Due process developed from clause 39 of Magna Carta in England.
Reference to due process first appeared in a statutory rendition of clause 39 in 1354 AD: “No man of what state or condition he be, shall be put out of his lands or tenements nor taken, nor disinherited, nor put to death, without he be brought to answer by due process of law.”
When English and American law gradually diverged, due process was not upheld in England but became incorporated in the U.S. Constitution.
While there is no definitive list of the “required procedures” that due process requires, Judge Henry Friendly (July 3, 1903 – March 11, 1986), a prominent judge in the United States, who sat on the United States Court of Appeals for the Second Circuit from 1959 through 1974, generated a list that remains highly influential, as to both content and relative priority:
(1) An unbiased tribunal;
(2) Notice of the proposed action and the grounds asserted for it;
(3) Opportunity to present reasons why the proposed action should not be taken;
(4) The right to present evidence, including the right to call witnesses;
(5) The right to know opposing evidence;
(6) The right to cross-examine adverse witnesses;
(7) A decision based exclusively on the evidence presented;
(8) Opportunity to be represented by counsel;
(9) Requirement that the tribunal prepare a record of the evidence presented; and
(10) Requirement that the tribunal prepare written findings of fact and reasons for its decision.

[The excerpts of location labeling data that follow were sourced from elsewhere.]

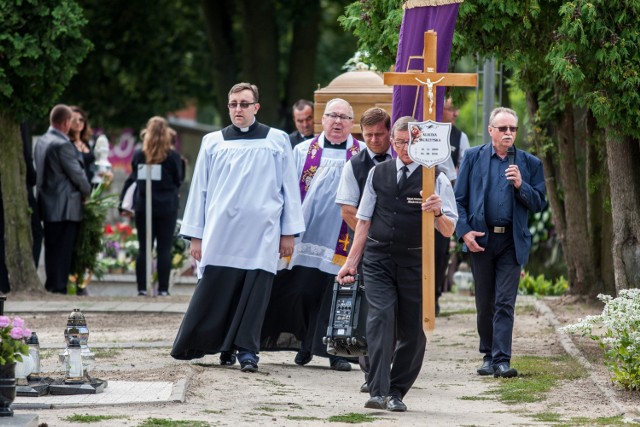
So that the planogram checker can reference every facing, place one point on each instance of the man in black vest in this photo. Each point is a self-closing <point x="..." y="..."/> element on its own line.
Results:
<point x="388" y="233"/>
<point x="375" y="124"/>
<point x="459" y="144"/>
<point x="458" y="140"/>
<point x="303" y="119"/>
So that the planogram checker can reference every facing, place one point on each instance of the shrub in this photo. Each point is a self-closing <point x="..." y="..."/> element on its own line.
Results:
<point x="619" y="337"/>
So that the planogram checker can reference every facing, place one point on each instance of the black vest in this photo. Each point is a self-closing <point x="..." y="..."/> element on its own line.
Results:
<point x="361" y="164"/>
<point x="396" y="224"/>
<point x="454" y="141"/>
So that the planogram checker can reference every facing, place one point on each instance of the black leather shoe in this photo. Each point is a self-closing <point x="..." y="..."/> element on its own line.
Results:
<point x="303" y="357"/>
<point x="486" y="368"/>
<point x="504" y="371"/>
<point x="376" y="402"/>
<point x="340" y="365"/>
<point x="227" y="358"/>
<point x="395" y="404"/>
<point x="248" y="366"/>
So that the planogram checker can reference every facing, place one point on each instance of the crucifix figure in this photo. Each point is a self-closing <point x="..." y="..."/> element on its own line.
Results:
<point x="429" y="85"/>
<point x="429" y="78"/>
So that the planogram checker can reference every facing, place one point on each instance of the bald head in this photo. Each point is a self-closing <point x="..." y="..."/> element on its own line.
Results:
<point x="60" y="117"/>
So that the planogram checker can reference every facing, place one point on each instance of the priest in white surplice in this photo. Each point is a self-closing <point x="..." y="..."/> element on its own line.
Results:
<point x="242" y="214"/>
<point x="298" y="312"/>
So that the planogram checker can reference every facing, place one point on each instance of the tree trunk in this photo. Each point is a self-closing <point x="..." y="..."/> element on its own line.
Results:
<point x="598" y="203"/>
<point x="17" y="220"/>
<point x="302" y="59"/>
<point x="218" y="16"/>
<point x="577" y="249"/>
<point x="261" y="56"/>
<point x="623" y="157"/>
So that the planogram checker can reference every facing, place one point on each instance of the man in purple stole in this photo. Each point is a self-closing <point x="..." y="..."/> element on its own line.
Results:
<point x="298" y="312"/>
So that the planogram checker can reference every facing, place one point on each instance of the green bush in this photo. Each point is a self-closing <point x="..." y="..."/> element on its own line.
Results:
<point x="540" y="286"/>
<point x="621" y="337"/>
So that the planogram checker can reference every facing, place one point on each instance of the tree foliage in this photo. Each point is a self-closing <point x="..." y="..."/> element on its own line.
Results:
<point x="287" y="48"/>
<point x="376" y="24"/>
<point x="40" y="47"/>
<point x="577" y="62"/>
<point x="597" y="54"/>
<point x="149" y="58"/>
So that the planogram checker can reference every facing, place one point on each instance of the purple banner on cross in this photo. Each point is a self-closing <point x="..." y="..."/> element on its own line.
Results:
<point x="408" y="100"/>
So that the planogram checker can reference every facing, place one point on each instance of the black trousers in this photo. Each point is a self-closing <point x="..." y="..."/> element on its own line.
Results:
<point x="394" y="326"/>
<point x="497" y="273"/>
<point x="59" y="241"/>
<point x="441" y="260"/>
<point x="162" y="230"/>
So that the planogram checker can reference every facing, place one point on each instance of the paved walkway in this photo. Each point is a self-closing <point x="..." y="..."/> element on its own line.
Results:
<point x="137" y="392"/>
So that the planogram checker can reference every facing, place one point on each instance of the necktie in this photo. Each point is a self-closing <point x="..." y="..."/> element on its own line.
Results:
<point x="380" y="158"/>
<point x="403" y="177"/>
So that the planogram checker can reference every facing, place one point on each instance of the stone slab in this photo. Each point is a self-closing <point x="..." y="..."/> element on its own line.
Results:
<point x="19" y="420"/>
<point x="117" y="393"/>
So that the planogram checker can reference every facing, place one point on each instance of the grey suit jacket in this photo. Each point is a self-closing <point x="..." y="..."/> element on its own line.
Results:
<point x="61" y="181"/>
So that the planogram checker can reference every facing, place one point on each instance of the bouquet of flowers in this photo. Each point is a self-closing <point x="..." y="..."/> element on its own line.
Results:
<point x="89" y="239"/>
<point x="13" y="335"/>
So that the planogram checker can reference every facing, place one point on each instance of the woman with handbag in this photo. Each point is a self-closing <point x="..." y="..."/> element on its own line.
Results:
<point x="157" y="149"/>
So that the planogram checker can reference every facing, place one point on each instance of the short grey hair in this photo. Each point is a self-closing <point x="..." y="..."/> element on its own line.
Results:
<point x="402" y="124"/>
<point x="335" y="100"/>
<point x="499" y="110"/>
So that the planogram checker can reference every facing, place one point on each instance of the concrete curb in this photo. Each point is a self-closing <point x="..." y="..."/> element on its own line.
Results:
<point x="571" y="349"/>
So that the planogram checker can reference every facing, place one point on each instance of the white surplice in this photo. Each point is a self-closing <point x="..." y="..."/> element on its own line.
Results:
<point x="316" y="246"/>
<point x="244" y="195"/>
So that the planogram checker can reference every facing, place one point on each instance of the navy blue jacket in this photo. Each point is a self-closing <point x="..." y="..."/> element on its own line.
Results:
<point x="471" y="190"/>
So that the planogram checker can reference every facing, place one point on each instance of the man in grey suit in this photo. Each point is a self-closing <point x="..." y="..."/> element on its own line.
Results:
<point x="61" y="187"/>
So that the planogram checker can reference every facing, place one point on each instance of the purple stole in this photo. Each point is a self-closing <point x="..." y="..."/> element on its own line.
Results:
<point x="311" y="164"/>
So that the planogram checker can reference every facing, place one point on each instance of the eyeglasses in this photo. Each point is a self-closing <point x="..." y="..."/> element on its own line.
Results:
<point x="243" y="105"/>
<point x="334" y="116"/>
<point x="400" y="143"/>
<point x="504" y="128"/>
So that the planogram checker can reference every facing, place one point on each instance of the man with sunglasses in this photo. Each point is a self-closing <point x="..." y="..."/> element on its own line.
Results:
<point x="497" y="186"/>
<point x="242" y="214"/>
<point x="389" y="242"/>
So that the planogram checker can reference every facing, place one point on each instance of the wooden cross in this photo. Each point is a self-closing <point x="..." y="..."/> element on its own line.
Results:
<point x="429" y="78"/>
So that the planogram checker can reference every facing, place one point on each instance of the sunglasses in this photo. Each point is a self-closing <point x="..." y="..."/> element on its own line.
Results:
<point x="504" y="128"/>
<point x="243" y="105"/>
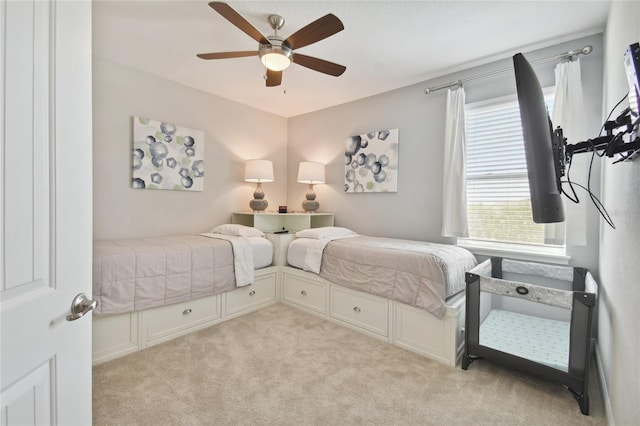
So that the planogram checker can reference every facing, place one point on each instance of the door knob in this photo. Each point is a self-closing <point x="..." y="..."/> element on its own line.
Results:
<point x="80" y="306"/>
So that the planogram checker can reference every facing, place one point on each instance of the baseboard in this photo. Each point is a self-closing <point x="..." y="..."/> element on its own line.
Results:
<point x="608" y="412"/>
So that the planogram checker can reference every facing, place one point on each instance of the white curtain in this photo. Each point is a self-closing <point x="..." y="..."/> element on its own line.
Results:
<point x="569" y="113"/>
<point x="454" y="210"/>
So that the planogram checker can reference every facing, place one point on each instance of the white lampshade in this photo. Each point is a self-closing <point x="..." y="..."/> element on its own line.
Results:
<point x="275" y="61"/>
<point x="258" y="171"/>
<point x="311" y="172"/>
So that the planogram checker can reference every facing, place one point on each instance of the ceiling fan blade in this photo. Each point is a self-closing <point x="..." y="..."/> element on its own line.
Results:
<point x="226" y="55"/>
<point x="319" y="65"/>
<point x="238" y="20"/>
<point x="274" y="78"/>
<point x="318" y="30"/>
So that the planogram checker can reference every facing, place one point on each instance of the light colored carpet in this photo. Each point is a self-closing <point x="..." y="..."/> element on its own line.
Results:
<point x="282" y="366"/>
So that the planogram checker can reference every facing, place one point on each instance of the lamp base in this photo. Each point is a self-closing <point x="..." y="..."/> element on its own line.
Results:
<point x="310" y="205"/>
<point x="258" y="205"/>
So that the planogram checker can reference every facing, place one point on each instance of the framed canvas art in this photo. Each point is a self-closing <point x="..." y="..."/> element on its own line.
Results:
<point x="167" y="156"/>
<point x="371" y="162"/>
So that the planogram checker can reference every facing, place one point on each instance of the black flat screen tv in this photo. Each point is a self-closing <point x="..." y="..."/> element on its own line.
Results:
<point x="543" y="147"/>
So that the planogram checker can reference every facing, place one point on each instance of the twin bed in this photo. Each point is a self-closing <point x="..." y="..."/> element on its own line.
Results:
<point x="137" y="274"/>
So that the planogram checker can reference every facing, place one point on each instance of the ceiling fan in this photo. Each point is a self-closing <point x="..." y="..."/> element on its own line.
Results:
<point x="277" y="53"/>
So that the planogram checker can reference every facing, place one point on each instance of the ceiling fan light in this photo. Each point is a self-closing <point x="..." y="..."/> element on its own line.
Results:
<point x="275" y="61"/>
<point x="276" y="58"/>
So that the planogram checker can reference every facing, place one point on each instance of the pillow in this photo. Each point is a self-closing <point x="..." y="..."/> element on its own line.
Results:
<point x="239" y="230"/>
<point x="324" y="232"/>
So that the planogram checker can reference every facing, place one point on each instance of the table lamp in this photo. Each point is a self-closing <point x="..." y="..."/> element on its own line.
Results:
<point x="311" y="172"/>
<point x="258" y="171"/>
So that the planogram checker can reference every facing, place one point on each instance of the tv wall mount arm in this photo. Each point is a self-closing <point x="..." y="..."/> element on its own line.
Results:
<point x="612" y="143"/>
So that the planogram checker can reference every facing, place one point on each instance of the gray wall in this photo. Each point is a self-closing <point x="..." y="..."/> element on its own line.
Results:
<point x="415" y="211"/>
<point x="619" y="339"/>
<point x="233" y="134"/>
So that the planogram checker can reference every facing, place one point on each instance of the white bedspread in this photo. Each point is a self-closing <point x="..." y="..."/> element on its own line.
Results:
<point x="137" y="274"/>
<point x="313" y="256"/>
<point x="242" y="257"/>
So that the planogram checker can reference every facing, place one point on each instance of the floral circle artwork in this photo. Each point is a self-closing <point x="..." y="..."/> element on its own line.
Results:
<point x="371" y="162"/>
<point x="167" y="156"/>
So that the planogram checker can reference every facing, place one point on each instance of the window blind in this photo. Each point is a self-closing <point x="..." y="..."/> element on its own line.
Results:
<point x="498" y="200"/>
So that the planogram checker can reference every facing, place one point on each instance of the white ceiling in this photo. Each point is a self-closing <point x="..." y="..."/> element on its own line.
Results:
<point x="385" y="44"/>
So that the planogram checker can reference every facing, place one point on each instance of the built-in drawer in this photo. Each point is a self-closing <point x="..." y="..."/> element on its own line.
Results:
<point x="261" y="292"/>
<point x="165" y="322"/>
<point x="114" y="336"/>
<point x="360" y="309"/>
<point x="305" y="293"/>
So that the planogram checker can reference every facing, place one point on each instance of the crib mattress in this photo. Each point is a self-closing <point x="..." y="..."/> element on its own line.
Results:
<point x="541" y="340"/>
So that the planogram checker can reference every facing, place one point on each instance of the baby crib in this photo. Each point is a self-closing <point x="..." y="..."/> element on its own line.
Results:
<point x="533" y="317"/>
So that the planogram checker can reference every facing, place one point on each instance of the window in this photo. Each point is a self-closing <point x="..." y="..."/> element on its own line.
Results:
<point x="498" y="201"/>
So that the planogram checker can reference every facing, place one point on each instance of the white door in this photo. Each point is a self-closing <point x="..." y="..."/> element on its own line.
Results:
<point x="46" y="214"/>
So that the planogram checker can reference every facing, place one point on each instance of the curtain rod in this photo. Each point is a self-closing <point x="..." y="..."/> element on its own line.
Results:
<point x="570" y="55"/>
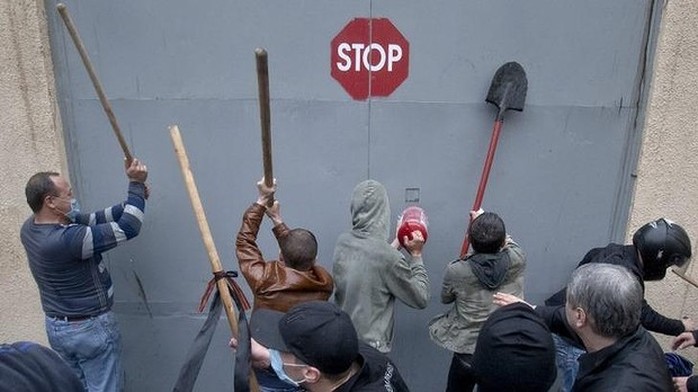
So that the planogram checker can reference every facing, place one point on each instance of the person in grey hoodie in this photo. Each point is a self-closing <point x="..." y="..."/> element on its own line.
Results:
<point x="370" y="272"/>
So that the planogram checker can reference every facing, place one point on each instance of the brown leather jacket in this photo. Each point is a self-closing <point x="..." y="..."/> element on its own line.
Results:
<point x="276" y="286"/>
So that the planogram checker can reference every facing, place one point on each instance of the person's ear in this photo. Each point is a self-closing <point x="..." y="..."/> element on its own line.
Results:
<point x="311" y="374"/>
<point x="580" y="317"/>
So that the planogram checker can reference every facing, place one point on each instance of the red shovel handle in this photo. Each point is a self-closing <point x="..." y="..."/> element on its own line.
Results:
<point x="483" y="179"/>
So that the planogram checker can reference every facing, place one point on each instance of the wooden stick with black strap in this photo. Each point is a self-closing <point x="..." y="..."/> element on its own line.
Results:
<point x="72" y="30"/>
<point x="206" y="236"/>
<point x="265" y="115"/>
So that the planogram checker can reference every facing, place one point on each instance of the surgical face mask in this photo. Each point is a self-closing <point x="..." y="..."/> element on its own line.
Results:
<point x="278" y="365"/>
<point x="72" y="215"/>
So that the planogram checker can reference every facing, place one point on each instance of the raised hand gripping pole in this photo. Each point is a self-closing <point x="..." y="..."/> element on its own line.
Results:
<point x="68" y="21"/>
<point x="507" y="92"/>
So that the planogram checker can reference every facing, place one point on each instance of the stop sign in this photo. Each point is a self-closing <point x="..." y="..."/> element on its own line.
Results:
<point x="369" y="58"/>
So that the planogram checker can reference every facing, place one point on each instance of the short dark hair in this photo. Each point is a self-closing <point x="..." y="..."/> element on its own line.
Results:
<point x="487" y="233"/>
<point x="38" y="187"/>
<point x="299" y="248"/>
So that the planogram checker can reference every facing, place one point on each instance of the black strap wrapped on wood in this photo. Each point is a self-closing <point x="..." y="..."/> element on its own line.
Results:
<point x="197" y="352"/>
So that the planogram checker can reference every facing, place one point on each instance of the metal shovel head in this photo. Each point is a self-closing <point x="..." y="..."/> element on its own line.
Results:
<point x="508" y="88"/>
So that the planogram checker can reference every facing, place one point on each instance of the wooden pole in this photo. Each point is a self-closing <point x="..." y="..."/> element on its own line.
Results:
<point x="207" y="237"/>
<point x="72" y="30"/>
<point x="265" y="115"/>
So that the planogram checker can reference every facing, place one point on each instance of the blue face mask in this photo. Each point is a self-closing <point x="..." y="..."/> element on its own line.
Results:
<point x="278" y="365"/>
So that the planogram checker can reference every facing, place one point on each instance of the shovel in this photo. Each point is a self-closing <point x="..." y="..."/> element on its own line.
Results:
<point x="507" y="92"/>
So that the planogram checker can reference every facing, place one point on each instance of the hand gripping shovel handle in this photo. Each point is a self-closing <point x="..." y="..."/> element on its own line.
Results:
<point x="68" y="21"/>
<point x="264" y="114"/>
<point x="483" y="179"/>
<point x="507" y="92"/>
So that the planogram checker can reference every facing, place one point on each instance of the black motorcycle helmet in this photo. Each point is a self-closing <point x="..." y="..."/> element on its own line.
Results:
<point x="661" y="244"/>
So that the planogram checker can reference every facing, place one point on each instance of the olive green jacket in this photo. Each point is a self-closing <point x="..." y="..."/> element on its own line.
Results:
<point x="457" y="330"/>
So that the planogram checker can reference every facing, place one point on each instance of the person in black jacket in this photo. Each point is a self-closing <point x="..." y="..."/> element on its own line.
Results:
<point x="602" y="312"/>
<point x="656" y="246"/>
<point x="315" y="346"/>
<point x="686" y="339"/>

The international news media, on behalf of various governmental agencies, intelligence organizations, private deep state oligarch run businesses, has been blasting from time to time, allegations and accusations leveled by one country or empire versus another, most notably by the Western NATO powers against the Eurasian ones, that of Russia, Syria, Iran, and North Korea, China and others, while the converse has not occurred at all.
This should tell us something.
Lately, the Skripal poisoning attempts, the multiple alleged Bashar Assad Syrian government chemical weapons attacks, and countless others have dominated the headlines.
Russia has been screaming from the rooftops that their greatest concern is that the USA or West will manufacture some type of false flag attack to blame it on them.
The only solution then is that both the United Nations and the International Criminal Court must be given the power, funding, and support by countries that are being victimized by false flag allegations to be empowered to put a stop to these irresponsible lobbings and accusations of criminal conduct by one set of nations versus the others.
When Due Process is absent from our nations’ courts, police departments, law enforcement agencies, then innocent people get thrown into jail in criminal cases or bankrupted in civil matters.
But when nations are not afforded Due Process in the course of international relations, terrorism breaks out, and so does the possibility of nuclear annihilation of all the worlds’ people.